What is Color Contrast Checking?
Color contrast checking measures how distinguishable a foreground color is from a background color. The Web Content Accessibility Guidelines — WCAG 2.1, published by the W3C — define specific contrast ratios that text and interactive elements must meet so that people with low vision or color vision deficiencies can read your content. The contrast ratio is a number between 1:1 (no contrast at all — white on white) and 21:1 (maximum contrast — black on white). WCAG Level AA requires a ratio of at least 4.5:1 for normal-sized text and 3:1 for large text. Level AAA raises those thresholds to 7:1 for normal text and 4.5:1 for large text. Large text is defined as 18pt (24px) regular weight or 14pt (18.66px) bold.

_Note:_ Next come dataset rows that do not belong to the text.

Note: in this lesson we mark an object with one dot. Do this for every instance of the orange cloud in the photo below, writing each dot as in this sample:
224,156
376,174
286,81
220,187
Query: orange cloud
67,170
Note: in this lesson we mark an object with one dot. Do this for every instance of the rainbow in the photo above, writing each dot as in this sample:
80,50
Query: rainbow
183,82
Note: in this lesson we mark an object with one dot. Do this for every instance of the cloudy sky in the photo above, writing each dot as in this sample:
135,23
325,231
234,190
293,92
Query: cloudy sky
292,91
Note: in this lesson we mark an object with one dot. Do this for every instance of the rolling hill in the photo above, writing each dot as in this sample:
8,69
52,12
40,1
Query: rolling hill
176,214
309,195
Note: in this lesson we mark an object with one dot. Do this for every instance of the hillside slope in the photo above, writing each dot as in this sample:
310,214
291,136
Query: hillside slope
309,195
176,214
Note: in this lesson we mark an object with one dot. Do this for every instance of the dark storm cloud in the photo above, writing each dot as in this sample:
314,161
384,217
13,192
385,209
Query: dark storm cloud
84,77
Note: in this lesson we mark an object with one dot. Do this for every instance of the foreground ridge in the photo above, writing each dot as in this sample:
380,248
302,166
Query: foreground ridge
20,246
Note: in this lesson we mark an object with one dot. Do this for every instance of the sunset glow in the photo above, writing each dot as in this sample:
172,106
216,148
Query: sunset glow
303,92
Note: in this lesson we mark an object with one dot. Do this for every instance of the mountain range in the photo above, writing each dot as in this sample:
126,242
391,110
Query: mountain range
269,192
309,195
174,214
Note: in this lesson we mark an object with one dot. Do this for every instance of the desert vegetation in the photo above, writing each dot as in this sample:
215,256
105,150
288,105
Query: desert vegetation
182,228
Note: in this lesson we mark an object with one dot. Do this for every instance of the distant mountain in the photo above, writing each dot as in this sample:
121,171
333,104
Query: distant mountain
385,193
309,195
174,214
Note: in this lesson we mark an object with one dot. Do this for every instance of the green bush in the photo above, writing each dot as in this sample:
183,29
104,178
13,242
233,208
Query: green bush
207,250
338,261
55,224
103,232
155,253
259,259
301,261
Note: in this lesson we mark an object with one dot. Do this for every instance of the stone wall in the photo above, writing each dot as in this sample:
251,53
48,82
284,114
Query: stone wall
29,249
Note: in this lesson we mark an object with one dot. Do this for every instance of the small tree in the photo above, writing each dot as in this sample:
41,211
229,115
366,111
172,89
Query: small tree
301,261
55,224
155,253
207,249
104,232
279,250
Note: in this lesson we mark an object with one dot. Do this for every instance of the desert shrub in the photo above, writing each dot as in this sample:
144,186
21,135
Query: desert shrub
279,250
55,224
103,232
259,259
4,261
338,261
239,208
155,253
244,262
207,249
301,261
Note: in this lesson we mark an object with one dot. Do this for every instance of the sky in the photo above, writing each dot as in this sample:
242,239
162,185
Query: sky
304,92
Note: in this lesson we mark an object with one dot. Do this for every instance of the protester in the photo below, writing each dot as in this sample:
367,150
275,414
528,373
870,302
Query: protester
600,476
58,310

The math behind the ratio relies on relative luminance — a measure of how bright a color appears to the human visual system. The formula starts by converting each sRGB channel value to linear light. You take each 8-bit channel (0-255), divide by 255 to get a value between 0 and 1, and then apply a gamma correction: if the value is 0.04045 or below, divide by 12.92; otherwise, raise ((value + 0.055) / 1.055) to the power 2.4. This linearization step accounts for the nonlinear encoding of sRGB displays. Then you compute relative luminance as L = 0.2126 * R_linear + 0.7152 * G_linear + 0.0722 * B_linear. The contrast ratio between two luminance values L1 (lighter) and L2 (darker) is (L1 + 0.05) / (L2 + 0.05). Those 0.05 offsets prevent division by zero and account for ambient light reflected off the screen.

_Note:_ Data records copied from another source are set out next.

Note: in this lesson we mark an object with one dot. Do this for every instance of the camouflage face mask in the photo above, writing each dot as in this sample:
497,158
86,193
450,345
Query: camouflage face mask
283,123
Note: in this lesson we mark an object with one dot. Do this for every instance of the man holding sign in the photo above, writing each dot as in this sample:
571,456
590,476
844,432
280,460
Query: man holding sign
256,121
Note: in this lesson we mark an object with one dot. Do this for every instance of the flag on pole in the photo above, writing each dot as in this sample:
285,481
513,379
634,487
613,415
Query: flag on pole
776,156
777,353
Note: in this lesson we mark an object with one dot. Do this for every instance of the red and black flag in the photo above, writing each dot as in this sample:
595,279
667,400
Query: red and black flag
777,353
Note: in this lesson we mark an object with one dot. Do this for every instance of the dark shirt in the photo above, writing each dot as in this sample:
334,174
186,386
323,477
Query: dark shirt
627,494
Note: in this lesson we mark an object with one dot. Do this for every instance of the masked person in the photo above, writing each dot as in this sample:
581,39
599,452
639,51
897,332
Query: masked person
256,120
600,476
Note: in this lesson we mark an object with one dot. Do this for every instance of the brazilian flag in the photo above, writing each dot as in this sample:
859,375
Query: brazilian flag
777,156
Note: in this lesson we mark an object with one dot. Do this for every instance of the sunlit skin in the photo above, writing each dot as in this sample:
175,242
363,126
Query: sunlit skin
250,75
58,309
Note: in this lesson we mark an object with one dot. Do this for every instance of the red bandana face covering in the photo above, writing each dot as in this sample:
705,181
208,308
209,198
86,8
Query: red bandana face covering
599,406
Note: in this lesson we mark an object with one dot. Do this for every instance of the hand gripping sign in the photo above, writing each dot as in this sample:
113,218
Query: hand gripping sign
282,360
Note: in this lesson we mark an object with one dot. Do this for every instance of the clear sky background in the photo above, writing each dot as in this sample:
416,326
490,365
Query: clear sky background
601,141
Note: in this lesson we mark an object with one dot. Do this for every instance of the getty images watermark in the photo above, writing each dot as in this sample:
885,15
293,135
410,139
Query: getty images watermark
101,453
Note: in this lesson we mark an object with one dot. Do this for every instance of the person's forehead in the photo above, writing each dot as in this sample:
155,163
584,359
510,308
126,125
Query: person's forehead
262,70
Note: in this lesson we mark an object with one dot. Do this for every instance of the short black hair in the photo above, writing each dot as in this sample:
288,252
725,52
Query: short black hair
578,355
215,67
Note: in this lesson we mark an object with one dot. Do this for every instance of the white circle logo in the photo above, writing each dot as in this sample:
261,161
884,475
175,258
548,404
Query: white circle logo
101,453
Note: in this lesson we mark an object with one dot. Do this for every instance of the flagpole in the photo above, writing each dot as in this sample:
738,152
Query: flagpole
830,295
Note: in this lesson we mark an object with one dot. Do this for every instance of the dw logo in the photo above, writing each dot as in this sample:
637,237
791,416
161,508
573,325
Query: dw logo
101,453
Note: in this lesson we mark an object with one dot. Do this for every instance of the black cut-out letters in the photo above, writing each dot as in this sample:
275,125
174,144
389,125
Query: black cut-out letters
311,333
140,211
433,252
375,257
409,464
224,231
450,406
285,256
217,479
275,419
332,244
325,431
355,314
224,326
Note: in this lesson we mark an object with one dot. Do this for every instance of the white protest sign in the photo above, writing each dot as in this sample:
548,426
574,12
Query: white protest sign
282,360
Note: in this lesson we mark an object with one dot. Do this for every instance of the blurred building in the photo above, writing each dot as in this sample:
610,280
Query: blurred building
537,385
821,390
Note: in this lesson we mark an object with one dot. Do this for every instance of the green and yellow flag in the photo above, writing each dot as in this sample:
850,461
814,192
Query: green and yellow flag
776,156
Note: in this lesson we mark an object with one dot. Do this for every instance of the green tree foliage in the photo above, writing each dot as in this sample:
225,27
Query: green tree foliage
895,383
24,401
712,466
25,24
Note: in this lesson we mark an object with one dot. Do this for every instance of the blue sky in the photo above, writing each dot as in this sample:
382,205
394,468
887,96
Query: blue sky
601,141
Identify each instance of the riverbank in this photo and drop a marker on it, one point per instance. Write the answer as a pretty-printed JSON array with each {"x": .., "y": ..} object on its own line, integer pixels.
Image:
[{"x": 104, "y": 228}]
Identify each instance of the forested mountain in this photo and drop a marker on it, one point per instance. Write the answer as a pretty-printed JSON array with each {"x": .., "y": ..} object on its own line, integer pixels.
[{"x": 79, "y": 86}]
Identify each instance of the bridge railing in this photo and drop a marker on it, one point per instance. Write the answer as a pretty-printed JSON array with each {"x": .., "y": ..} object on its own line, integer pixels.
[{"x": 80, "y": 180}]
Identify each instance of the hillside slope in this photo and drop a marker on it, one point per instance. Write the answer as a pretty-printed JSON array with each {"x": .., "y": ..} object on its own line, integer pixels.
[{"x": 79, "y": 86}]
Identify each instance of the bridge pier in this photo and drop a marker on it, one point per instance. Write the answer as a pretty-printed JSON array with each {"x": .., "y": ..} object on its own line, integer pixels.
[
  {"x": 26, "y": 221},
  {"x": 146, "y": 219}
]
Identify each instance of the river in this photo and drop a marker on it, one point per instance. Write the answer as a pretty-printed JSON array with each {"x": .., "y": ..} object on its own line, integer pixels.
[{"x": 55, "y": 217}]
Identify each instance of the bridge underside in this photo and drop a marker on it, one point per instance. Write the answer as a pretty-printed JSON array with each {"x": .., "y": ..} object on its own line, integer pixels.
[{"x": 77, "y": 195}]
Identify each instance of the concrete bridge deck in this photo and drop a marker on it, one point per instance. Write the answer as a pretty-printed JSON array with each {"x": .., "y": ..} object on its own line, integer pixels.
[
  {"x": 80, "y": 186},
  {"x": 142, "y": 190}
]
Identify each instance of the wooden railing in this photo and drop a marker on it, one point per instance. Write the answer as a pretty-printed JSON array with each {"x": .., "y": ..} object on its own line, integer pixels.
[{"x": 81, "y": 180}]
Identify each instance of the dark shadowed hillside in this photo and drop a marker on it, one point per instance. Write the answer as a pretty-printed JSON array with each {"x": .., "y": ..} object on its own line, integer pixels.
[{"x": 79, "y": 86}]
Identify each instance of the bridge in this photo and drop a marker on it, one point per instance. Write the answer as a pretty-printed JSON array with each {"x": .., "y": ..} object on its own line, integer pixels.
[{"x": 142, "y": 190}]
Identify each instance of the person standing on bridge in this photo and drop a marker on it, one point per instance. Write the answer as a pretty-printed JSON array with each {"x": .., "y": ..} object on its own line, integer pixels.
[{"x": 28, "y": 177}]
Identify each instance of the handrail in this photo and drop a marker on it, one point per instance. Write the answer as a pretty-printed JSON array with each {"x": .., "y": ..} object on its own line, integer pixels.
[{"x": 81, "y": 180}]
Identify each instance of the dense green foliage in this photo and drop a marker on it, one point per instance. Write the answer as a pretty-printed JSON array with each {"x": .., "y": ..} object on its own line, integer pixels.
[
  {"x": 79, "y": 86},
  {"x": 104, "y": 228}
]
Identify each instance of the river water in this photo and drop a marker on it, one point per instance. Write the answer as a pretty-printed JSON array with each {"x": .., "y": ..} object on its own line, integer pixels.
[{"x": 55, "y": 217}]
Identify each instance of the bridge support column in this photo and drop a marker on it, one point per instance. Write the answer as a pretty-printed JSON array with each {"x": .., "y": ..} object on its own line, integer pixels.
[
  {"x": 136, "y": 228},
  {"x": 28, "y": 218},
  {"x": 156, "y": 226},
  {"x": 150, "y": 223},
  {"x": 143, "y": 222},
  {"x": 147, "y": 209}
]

This tool calculates the contrast ratio between any two colors you provide and tells you immediately whether the pair passes WCAG AA, WCAG AAA, both, or neither — for both normal and large text. All calculations happen in your browser. You get instant feedback as you adjust colors, making it easy to iterate toward a combination that is both visually appealing and accessible to the widest possible audience.